This document is relevant for: Inf2, Trn1, Trn1n

Training with Tensor Parallelism (neuronx-distributed )#

Keeping the above changes made in Developer guide, let’s now run an end-to-end training with tensor-parallelism. This section is adopted from BERT pretraining tutorial which used data-parallel training to scale the throughput. In this section we modify that tutorial to showcase the use of tensor-parallelism which should enable us to scale the size of the model.

Setting up environment:

For this experiment, we will use a trn1-32xl machine with the storage set to 512GB at least. Follow the instructions mentioned here: Install PyTorch Neuron on Trn1. It is recommended to work out of python virtual env so as to avoid package installation issues.

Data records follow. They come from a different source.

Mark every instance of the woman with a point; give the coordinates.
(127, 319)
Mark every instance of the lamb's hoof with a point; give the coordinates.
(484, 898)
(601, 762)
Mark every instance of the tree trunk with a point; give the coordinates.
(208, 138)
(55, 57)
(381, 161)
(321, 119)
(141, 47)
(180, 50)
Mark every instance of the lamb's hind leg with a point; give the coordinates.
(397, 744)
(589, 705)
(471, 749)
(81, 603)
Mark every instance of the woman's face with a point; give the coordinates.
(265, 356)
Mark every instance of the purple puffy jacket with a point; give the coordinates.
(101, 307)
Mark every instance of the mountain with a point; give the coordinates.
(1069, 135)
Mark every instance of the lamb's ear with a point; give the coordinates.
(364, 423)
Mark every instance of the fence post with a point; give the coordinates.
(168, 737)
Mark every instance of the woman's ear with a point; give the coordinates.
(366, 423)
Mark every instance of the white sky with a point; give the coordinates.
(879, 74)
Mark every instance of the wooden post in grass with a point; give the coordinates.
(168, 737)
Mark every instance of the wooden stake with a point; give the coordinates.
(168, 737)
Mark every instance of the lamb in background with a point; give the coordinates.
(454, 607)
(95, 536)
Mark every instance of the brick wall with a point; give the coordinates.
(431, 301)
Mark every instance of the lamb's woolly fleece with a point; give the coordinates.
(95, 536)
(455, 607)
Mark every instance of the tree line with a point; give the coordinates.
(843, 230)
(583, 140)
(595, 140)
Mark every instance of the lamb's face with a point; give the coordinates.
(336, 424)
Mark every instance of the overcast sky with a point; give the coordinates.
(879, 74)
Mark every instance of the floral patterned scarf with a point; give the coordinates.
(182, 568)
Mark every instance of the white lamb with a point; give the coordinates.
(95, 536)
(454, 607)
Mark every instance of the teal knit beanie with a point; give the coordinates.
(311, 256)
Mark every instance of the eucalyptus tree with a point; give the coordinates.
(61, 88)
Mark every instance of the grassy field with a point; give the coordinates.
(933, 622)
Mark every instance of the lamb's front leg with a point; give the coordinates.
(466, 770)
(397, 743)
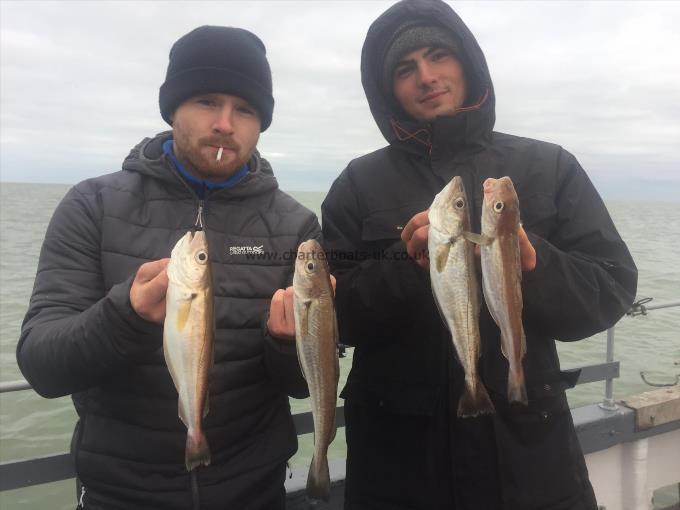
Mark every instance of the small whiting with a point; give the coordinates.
(456, 290)
(316, 340)
(502, 276)
(188, 338)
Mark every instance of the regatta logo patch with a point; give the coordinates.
(246, 250)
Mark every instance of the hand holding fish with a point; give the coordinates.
(281, 322)
(415, 235)
(147, 294)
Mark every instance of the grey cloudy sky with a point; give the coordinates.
(79, 83)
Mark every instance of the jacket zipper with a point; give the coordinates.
(199, 218)
(81, 503)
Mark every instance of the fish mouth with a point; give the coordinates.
(310, 250)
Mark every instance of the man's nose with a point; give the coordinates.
(426, 73)
(223, 121)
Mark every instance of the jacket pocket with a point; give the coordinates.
(538, 451)
(387, 224)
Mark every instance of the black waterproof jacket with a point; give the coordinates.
(81, 336)
(404, 367)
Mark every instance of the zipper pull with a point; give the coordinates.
(199, 218)
(82, 495)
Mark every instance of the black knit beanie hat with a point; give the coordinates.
(408, 38)
(224, 60)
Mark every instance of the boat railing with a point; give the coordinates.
(17, 474)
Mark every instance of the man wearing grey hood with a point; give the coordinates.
(430, 92)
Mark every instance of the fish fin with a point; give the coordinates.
(336, 337)
(517, 391)
(505, 353)
(197, 451)
(303, 321)
(182, 416)
(304, 317)
(480, 239)
(442, 256)
(319, 480)
(184, 309)
(299, 357)
(475, 401)
(439, 309)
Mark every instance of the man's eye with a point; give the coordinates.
(440, 55)
(402, 72)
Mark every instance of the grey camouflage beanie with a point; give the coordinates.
(411, 37)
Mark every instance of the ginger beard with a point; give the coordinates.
(199, 155)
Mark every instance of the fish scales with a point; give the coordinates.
(453, 276)
(188, 338)
(316, 341)
(502, 276)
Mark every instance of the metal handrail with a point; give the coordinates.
(640, 307)
(24, 473)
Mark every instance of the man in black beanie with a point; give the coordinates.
(430, 92)
(94, 325)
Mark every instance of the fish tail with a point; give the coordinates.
(517, 391)
(319, 479)
(474, 401)
(197, 452)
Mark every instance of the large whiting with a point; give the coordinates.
(456, 290)
(502, 276)
(188, 338)
(316, 339)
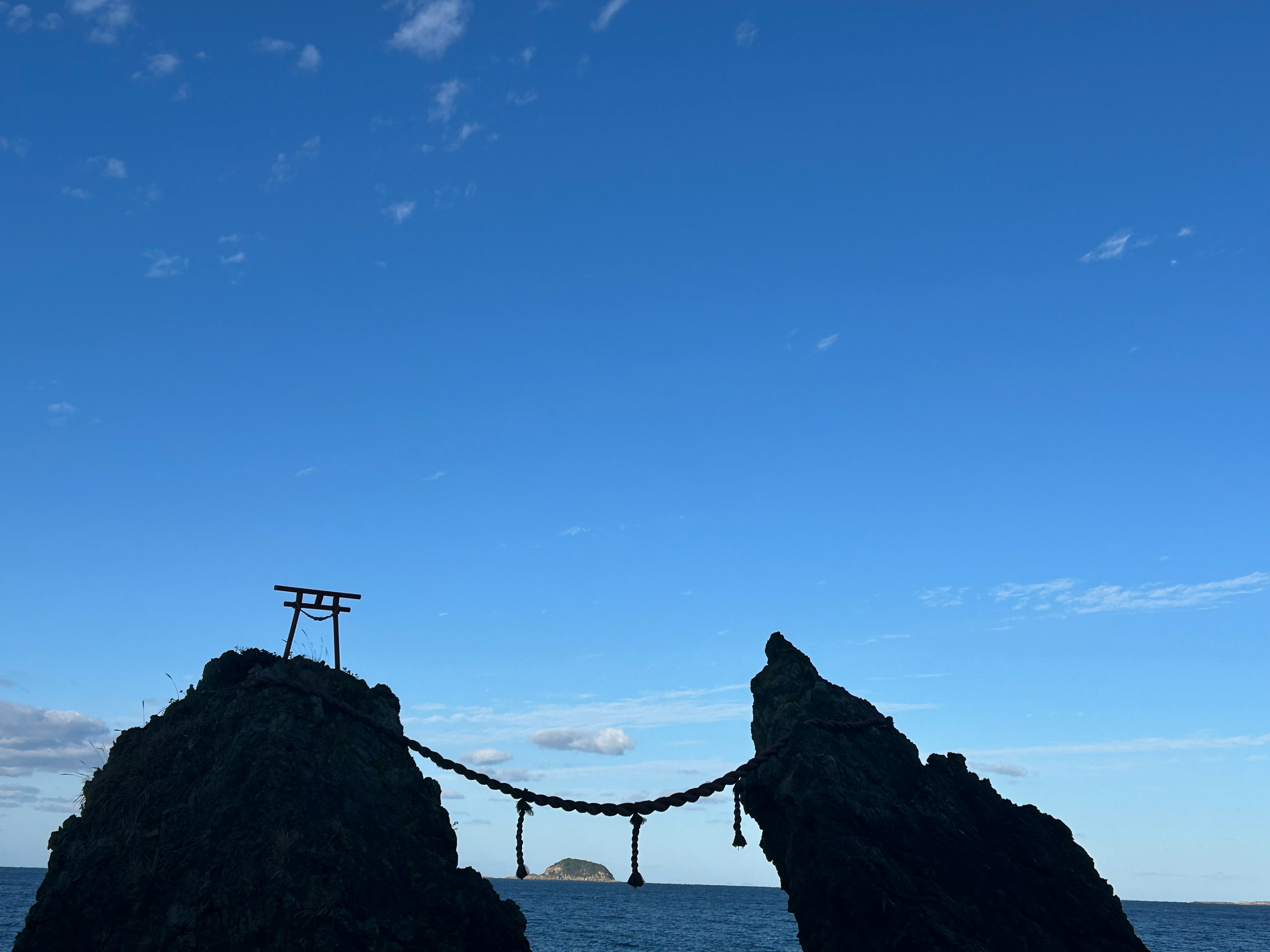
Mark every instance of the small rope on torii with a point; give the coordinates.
(637, 810)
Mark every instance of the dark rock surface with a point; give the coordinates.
(878, 851)
(251, 819)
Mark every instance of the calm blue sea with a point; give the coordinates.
(596, 917)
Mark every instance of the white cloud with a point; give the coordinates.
(281, 169)
(1111, 248)
(18, 146)
(113, 169)
(606, 15)
(1064, 595)
(446, 101)
(484, 725)
(608, 740)
(277, 48)
(431, 28)
(13, 795)
(20, 18)
(164, 266)
(467, 131)
(309, 59)
(1002, 769)
(401, 211)
(163, 65)
(1141, 746)
(942, 597)
(33, 739)
(108, 17)
(487, 757)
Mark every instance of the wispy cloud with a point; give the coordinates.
(942, 597)
(160, 65)
(1141, 746)
(13, 795)
(487, 757)
(18, 20)
(276, 48)
(111, 168)
(606, 15)
(36, 739)
(108, 18)
(163, 264)
(445, 101)
(18, 146)
(399, 211)
(284, 166)
(467, 131)
(657, 710)
(309, 59)
(606, 740)
(1066, 595)
(430, 28)
(1112, 247)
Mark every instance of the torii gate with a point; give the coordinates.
(300, 606)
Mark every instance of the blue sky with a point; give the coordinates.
(592, 343)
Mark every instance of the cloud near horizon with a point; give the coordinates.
(1065, 596)
(35, 739)
(611, 742)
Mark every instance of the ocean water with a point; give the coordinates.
(600, 917)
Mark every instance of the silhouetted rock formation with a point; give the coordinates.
(576, 870)
(881, 852)
(256, 819)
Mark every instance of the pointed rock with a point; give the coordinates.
(879, 851)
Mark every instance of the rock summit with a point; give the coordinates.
(252, 818)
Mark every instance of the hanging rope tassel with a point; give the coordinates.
(523, 808)
(635, 880)
(738, 841)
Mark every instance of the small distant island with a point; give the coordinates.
(576, 870)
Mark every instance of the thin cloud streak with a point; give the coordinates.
(1141, 746)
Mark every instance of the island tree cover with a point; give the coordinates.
(253, 818)
(879, 851)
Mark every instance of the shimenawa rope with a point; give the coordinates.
(637, 812)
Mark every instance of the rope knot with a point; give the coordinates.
(635, 880)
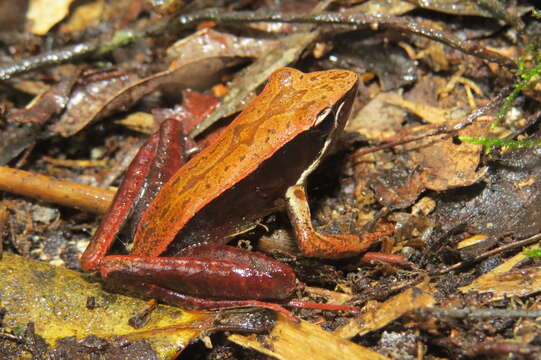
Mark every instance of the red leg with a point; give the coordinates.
(313, 243)
(193, 303)
(155, 162)
(236, 275)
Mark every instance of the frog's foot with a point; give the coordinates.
(316, 244)
(203, 274)
(187, 302)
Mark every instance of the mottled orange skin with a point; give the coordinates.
(288, 106)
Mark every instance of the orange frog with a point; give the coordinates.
(185, 214)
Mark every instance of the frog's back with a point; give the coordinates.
(287, 106)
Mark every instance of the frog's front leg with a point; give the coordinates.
(313, 243)
(209, 276)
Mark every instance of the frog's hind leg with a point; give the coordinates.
(313, 243)
(208, 276)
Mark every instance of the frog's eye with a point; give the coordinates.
(322, 116)
(339, 110)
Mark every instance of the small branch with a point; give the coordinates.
(126, 37)
(476, 313)
(507, 247)
(54, 57)
(63, 192)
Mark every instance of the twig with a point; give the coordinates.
(506, 247)
(476, 313)
(126, 37)
(63, 192)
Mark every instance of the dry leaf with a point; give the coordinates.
(42, 15)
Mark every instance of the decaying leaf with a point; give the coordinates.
(289, 341)
(390, 310)
(44, 14)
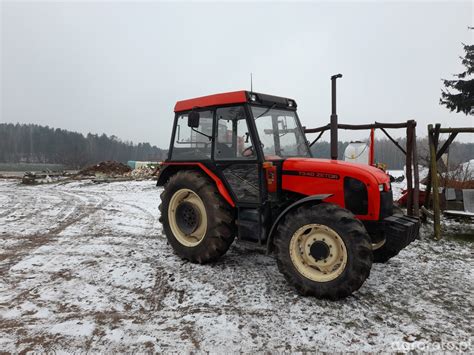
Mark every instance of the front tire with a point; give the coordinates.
(198, 223)
(323, 251)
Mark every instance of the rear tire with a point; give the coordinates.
(323, 251)
(197, 221)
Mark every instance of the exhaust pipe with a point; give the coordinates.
(334, 117)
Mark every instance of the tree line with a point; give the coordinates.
(31, 143)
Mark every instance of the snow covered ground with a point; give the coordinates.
(85, 267)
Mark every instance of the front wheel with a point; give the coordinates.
(323, 251)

We also have to install the neuronx-distributed package using the following command:

python -m pip install neuronx_distributed --extra-index-url https://pip.repos.neuron.amazonaws.com

Make sure the transformers version is set to 4.26.0

Let’s download the scripts and datasets for pretraining.

mkdir -p ~/examples/tp_dp_bert_hf_pretrain
cd ~/examples/tp_dp_bert_hf_pretrain
wget https://raw.githubusercontent.com/aws-neuron/neuronx-distributed/master/examples/training/tp_dp_bert_hf_pretrain/tp_dp_bert_large_hf_pretrain_hdf5.py
wget https://raw.githubusercontent.com/aws-neuron/neuronx-distributed/master/examples/training/tp_dp_bert_hf_pretrain/requirements.txt
python3 -m pip install -r requirements.txt

Next let’s download the tokenizer and the sharded datasets:

mkdir -p ~/examples_datasets/
pushd ~/examples_datasets/
aws s3 cp s3://neuron-s3/training_datasets/bert_pretrain_wikicorpus_tokenized_hdf5/bert_pretrain_wikicorpus_tokenized_hdf5_seqlen128.tar .  --no-sign-request
tar -xf bert_pretrain_wikicorpus_tokenized_hdf5_seqlen128.tar
rm bert_pretrain_wikicorpus_tokenized_hdf5_seqlen128.tar
popd

At this point, you are all set to start training

Running training

We first pre-compile the graphs using the neuron_parallel_compile. This process is similar to one discussed in the BERT pretraining tutorial . Let’s run the command below:

cd ~/examples/tp_dp_bert_hf_pretrain
neuron_parallel_compile XLA_DOWNCAST_BF16=1 torchrun --nproc_per_node=32 \
tp_dp_bert_large_hf_pretrain_hdf5.py \
--tensor_parallel_size 8 \
--steps_this_run 10 \
--batch_size 64 \
--grad_accum_usteps 64 |& tee compile_log.txt

This script uses a tensor-parallel size of 8. This will automatically set the data-parallel degree to 4 (32 workers / tensor_parallel_size). Once the graphs are compiled we can now run training and observe our loss go down. To run the training, we just the above command but without neuron_parallel_compile.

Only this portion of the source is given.